Robert Hur, a former US attorney and former Principal Associate Deputy Attorney General who served in the Trump administration, will return to working for the government from private practice and is expected to begin his new duties in the coming days.
Attorney General Garland announced the appointment on Thursday, January 11, a few days after the White House announced that several classified files were found in the President’s former office space.
Garland announced that the extraordinary circumstances required him to appoint a special counsel. He said that his appointment showed the public that the Department of Justice was committed to accountability and independence in such sensitive matters, and facts and the law solely guided the decision.
The announcement was made a few hours after the White House announced that a second batch of classified documents had been found in the garage of Biden’s home in Wilmington, Delaware.
Biden’s lawyers found the first batch of documents in his former office on November 2 while packing boxes to vacate the Biden Center for Diplomacy and Global Engagement. President Biden had been using the office for four years, starting in 2017 after leaving the Vice President’s office, until his presidential campaign in 2020.
Garland’s announcement followed a similar decision in November 2022 to appoint special counsel Jack Smith to oversee Donald Trump’s pending criminal investigations, including classified files found in his Mar-a-Lago estate in Florida in 2021 after his presidency ended.
President Biden’s lawyer, Richard Sauber, said in a statement on Thursday that they will continue to cooperate with the investigation. He said a thorough review will show that the documents were inadvertently misplaced and that the President and his lawyers acted swiftly after discovering the mistake.
Speaking to reporters on Thursday, White House Press Secretary Karine Jean-Pierre said Biden’s aides had looked into every place that the President could have stored classified documents, and reporters should assume that no more classified documents would be found.
During his announcement on Thursday, AG Garland gave reporters a timeline of the discovery and the beginning of the investigation. According to him, the Inspector General for the National Archives contacted a prosecutor on November 4, saying that classified documents were found at Biden’s former office. On December 20, the President’s lawyers informed authorities that they had found more documents in Biden’s garage.
The White House spoke out on January 9 about the first batch of documents found in the former office, and the next day, President Biden said at a news conference that he was surprised to hear of the discovery and had no idea what they contained.

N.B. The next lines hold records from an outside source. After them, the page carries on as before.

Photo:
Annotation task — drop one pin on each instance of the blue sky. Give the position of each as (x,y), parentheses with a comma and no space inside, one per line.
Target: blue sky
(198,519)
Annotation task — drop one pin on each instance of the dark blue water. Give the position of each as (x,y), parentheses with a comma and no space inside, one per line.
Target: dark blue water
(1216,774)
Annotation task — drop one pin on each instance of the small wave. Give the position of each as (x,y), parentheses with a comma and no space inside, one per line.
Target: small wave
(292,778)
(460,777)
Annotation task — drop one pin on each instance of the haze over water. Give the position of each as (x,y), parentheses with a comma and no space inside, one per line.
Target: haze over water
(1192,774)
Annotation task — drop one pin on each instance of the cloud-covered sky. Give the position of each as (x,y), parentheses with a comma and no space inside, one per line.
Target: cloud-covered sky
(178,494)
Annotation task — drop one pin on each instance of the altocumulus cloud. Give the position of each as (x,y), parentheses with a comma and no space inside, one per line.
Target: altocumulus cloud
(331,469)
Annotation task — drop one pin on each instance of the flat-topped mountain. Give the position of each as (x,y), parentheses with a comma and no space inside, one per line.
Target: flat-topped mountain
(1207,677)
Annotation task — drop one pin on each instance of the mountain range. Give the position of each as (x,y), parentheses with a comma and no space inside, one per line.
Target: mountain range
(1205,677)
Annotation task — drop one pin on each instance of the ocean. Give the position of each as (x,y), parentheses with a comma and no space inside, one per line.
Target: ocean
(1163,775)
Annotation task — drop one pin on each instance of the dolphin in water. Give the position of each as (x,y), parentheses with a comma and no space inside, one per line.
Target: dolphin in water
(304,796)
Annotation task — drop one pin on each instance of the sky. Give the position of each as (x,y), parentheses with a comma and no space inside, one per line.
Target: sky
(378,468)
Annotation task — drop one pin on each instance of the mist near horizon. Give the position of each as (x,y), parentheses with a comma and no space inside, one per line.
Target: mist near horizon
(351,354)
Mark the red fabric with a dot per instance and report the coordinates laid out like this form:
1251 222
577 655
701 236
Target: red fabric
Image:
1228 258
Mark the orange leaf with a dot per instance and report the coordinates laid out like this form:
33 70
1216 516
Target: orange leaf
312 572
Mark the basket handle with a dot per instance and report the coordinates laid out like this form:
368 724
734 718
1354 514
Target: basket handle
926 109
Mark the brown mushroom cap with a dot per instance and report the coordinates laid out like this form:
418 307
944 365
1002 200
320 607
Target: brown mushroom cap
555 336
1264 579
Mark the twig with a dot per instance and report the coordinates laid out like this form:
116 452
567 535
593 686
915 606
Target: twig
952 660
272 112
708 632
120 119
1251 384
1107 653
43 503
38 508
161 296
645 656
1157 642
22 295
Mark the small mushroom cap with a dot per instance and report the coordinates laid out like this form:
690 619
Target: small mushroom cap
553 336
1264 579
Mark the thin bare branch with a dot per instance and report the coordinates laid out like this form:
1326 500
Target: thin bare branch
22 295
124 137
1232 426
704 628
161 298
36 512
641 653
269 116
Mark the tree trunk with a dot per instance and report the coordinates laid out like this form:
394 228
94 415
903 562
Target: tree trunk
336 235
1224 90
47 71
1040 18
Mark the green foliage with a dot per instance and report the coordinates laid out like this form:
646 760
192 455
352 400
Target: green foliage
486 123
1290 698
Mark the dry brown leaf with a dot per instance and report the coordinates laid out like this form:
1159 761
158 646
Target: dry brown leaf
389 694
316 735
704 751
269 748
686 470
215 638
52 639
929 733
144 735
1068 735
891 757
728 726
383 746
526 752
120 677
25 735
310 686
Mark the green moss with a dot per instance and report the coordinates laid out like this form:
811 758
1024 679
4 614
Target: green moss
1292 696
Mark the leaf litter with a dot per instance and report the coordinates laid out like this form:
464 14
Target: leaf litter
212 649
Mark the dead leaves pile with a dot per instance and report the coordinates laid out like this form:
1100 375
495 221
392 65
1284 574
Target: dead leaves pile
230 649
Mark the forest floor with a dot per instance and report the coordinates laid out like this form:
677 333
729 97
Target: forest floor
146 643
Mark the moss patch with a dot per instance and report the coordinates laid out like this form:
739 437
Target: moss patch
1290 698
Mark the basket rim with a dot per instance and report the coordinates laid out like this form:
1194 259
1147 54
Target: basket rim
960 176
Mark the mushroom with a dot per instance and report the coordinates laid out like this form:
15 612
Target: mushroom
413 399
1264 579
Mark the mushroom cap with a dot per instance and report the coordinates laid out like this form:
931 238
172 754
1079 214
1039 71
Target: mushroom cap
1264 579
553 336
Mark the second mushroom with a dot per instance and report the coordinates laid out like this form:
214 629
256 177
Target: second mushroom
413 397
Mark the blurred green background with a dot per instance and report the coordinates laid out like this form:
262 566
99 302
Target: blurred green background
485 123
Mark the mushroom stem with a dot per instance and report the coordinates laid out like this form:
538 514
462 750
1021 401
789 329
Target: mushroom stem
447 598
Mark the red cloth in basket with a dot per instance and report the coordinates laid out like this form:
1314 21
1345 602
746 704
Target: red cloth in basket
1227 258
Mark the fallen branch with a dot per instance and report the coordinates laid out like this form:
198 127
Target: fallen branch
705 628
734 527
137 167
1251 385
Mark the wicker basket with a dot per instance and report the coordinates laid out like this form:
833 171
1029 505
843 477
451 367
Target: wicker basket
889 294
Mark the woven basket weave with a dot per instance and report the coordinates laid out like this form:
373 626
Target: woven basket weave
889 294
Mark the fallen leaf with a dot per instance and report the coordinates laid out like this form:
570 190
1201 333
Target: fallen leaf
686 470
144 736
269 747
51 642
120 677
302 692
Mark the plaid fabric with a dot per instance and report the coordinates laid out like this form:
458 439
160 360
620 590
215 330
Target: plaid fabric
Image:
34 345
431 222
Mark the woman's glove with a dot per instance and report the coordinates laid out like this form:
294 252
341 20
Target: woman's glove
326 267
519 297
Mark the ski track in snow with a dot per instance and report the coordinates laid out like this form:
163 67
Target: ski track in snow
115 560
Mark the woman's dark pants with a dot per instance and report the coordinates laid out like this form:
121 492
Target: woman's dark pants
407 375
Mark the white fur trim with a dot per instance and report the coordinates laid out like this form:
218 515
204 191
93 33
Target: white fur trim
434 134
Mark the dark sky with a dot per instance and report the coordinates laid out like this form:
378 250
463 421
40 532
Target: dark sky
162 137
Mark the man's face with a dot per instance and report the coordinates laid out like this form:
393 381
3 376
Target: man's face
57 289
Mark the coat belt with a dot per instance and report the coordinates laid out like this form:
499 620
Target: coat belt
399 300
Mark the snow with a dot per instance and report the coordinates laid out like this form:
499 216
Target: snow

On January 12, the White House announced a second batch had been found at Biden’s home.
House Speaker Kevin McCarthy said lawmakers would investigate the Department of Justice over the discovery, comparing the discovery of classified documents in the current US president’s office and house to the Trump case.
The difference in the cases was that Trump was resistant to an FBI search of his estate, while President Biden’s team cooperated fully with authorities.